Download or read book Race Nation History written by Oded Y. Steinberg and published by University of Pennsylvania Press. This book was released on 2019-07-05 with total page 280 pages. Available in PDF, EPUB and Kindle. Book excerpt: In Race, Nation, History, Oded Y. Steinberg examines the way a series of nineteenth-century scholars in England and Germany first constructed and then questioned the periodization of history into ancient, medieval, and modern eras, shaping the way we continue to think about the past and present of Western civilization at a fundamental level. Steinberg explores this topic by tracing the deep connections between the idea of epochal periodization and concepts of race and nation that were prevalent at the time—especially the role that Germanic or Teutonic tribes were assumed to play in the unfolding of Western history.
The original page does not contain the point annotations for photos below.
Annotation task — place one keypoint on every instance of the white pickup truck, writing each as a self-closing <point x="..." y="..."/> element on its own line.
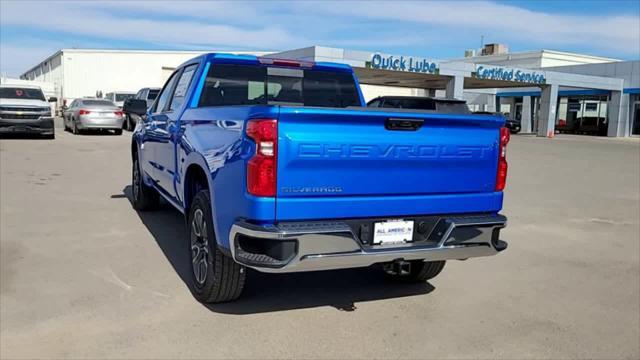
<point x="24" y="109"/>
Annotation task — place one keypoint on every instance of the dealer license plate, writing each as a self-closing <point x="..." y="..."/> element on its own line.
<point x="392" y="232"/>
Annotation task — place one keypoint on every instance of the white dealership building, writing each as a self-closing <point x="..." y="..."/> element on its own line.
<point x="547" y="91"/>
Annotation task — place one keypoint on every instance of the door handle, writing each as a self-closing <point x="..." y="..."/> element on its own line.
<point x="403" y="124"/>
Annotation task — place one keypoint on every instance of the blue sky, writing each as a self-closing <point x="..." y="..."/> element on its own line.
<point x="32" y="30"/>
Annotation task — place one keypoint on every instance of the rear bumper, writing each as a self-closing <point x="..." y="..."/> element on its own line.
<point x="326" y="245"/>
<point x="100" y="123"/>
<point x="43" y="125"/>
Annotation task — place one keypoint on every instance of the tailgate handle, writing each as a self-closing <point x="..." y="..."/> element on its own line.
<point x="403" y="124"/>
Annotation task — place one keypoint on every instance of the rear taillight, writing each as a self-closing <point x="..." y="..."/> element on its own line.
<point x="501" y="178"/>
<point x="261" y="168"/>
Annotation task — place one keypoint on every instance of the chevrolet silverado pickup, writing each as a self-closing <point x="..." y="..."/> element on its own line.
<point x="279" y="166"/>
<point x="24" y="110"/>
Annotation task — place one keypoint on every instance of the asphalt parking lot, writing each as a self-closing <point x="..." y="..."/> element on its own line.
<point x="85" y="276"/>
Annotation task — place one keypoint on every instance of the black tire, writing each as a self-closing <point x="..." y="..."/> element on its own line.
<point x="145" y="198"/>
<point x="129" y="123"/>
<point x="215" y="276"/>
<point x="421" y="271"/>
<point x="75" y="129"/>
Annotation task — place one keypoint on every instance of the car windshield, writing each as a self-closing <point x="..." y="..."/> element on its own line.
<point x="152" y="94"/>
<point x="98" y="103"/>
<point x="21" y="93"/>
<point x="123" y="97"/>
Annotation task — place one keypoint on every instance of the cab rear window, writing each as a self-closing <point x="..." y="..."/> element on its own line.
<point x="21" y="93"/>
<point x="257" y="85"/>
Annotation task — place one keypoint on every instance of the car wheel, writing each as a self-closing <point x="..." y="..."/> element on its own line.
<point x="420" y="271"/>
<point x="76" y="131"/>
<point x="216" y="276"/>
<point x="145" y="198"/>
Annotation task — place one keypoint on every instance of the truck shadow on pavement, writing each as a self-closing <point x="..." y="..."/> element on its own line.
<point x="341" y="289"/>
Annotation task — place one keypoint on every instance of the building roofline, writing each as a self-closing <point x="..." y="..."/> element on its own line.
<point x="528" y="53"/>
<point x="136" y="51"/>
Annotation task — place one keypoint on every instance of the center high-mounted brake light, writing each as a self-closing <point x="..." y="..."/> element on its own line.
<point x="286" y="62"/>
<point x="501" y="177"/>
<point x="261" y="168"/>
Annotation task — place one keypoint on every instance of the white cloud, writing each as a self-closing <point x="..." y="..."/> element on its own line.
<point x="616" y="33"/>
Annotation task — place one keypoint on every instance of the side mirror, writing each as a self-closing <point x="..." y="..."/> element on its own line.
<point x="135" y="106"/>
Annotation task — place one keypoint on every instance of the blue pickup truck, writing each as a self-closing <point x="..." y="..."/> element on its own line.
<point x="279" y="166"/>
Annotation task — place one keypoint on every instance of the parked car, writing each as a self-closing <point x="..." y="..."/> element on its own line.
<point x="420" y="103"/>
<point x="24" y="109"/>
<point x="96" y="114"/>
<point x="119" y="97"/>
<point x="300" y="176"/>
<point x="148" y="95"/>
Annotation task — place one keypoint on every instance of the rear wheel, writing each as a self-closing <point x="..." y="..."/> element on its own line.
<point x="145" y="198"/>
<point x="76" y="131"/>
<point x="216" y="277"/>
<point x="420" y="271"/>
<point x="129" y="123"/>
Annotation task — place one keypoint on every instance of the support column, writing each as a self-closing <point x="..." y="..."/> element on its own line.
<point x="525" y="121"/>
<point x="618" y="125"/>
<point x="455" y="88"/>
<point x="548" y="108"/>
<point x="492" y="100"/>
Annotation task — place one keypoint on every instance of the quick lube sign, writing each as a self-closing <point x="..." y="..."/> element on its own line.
<point x="508" y="74"/>
<point x="403" y="63"/>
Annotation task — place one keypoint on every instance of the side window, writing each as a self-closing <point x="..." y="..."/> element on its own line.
<point x="181" y="88"/>
<point x="375" y="103"/>
<point x="234" y="85"/>
<point x="165" y="94"/>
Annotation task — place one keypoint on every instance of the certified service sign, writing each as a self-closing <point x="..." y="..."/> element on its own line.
<point x="402" y="63"/>
<point x="508" y="74"/>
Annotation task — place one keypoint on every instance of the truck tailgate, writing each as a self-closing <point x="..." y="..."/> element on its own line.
<point x="360" y="162"/>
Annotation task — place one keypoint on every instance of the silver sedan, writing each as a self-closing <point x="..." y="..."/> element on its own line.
<point x="98" y="114"/>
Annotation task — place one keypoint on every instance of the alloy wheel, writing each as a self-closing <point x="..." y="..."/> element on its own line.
<point x="199" y="247"/>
Steinberg shows how English scholars such as Thomas Arnold, Williams Stubbs, and John Richard Green; and German scholars such as Christian Karl Josias von Bunsen, Max Müller, and Reinhold Pauli built on the notion of a shared Teutonic kinship to establish a correlation between the division of time and the ascent or descent of races or nations. For example, although they viewed the Germanic tribes' conquest of the Roman Empire in A.D. 476 as a formative event that symbolized the transformation from antiquity to the Middle Ages, they did so by highlighting the injection of a new and dominant ethnoracial character into the decaying empire. But they also rejected the idea that the fifth century A.D. was the most decisive era in historical periodization, advocating instead for a historical continuity that emphasized the significance of the Germanic tribes' influence on the making of the nations of modern Europe. Concluding with character studies of E. A. Freeman, James Bryce, and J. B. Bury, Steinberg demonstrates the ways in which the innovative schemes devised by this community of Victorian historians for the division of historical time relied on the cornerstone of race.